# Gas Smell In Storage Areas??



## FreeTime (Jan 8, 2001)

I have a strong gas smell when I open my storage areas. Its a 17' Lund with a 27 gallon tank in the floor. 

I took the floor over the tank off and inspected it, I dont see anything leaking. It appears dry in there. 

The smell is worst in the rear but comes from every hatch I open. 

Any ideas?

Thanks,
Dave


----------



## Quack Wacker (Dec 20, 2006)

I would guess that you have either a leak in the gas line (cracked) or a leaky joint where a clamp has busted or slipped out or something.


----------



## BUGBOAT (Oct 25, 2005)

I have the same problem with my 2001 Crestliner since I bought it new. I simply open up all the compartments when it is sitting. That way the gas smell doesn't build up. I don't notice it while I am fishing. A few years ago I tried to fix the problem. I took the back deck out. Removed all fittings and hoses. I made certain that everything was sealed up tight with silicone. I still have a smell when everything is closed up tight. Don't know why. Recently, my friend bout a 2003 Lund, while checking out his new boat I opened a hatch. Smelled gas. I guess it comes with the territory. 

Eric


Outdoor Hub mobile, the outdoor information engine


----------



## bucksrus (Oct 9, 2006)

Same EXACT issue with my 16.5' 2011 Lowe! Both rear compartments. I have not looked real well but I have not noticed a leak anywhere.


----------



## swampbuck (Dec 23, 2004)

Make sure your tanks vent line is not plugged/kinked....Especially those little screens in the the through hull fitting.


----------



## wk4036 (Dec 25, 2004)

My Crestliner also has the gas smell and I have been wondering if it might not be the floatation foam giving of the odor of gas.


----------



## bombcast (Sep 16, 2003)

I have it too with my Alaskan. Lunds are notorious for this I've found.

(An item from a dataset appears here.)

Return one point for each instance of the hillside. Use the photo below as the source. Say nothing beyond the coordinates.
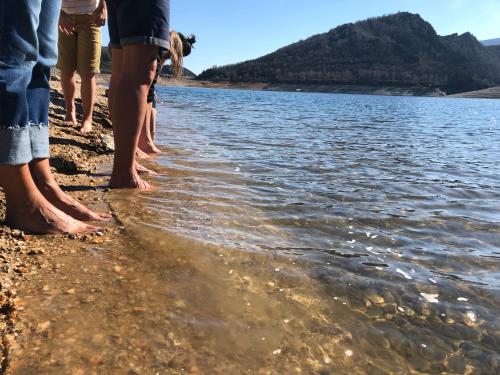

I just leave all my lockers open when it's in the garage, and keep lures out of those lockers, always.


----------



## brookie1 (Jan 26, 2011)

Everything hooked to the gas tank would need to be air tight to avoid any fumes. I suspect that isn't true and with all the splashing around the tank goes through, I'm not suprised even though gas is not actually getting out of the tank.


----------



## bucksrus (Oct 9, 2006)

brookie1 said:


> Everything hooked to the gas tank would need to be air tight to avoid any fumes. I suspect that isn't true and with all the splashing around the tank goes through, I'm not suprised even though gas is not actually getting out of the tank.


That seems to be the case with mine. Last night after keeping the rear compartments open, I removed the gas vent cover (which is located in the floor at the back of the boat. Stuck my nose down there and smelled gas fumes which would make sense. Moved up towards the middle section of the boat and removed another access panel in the floor. Same result with the smell. 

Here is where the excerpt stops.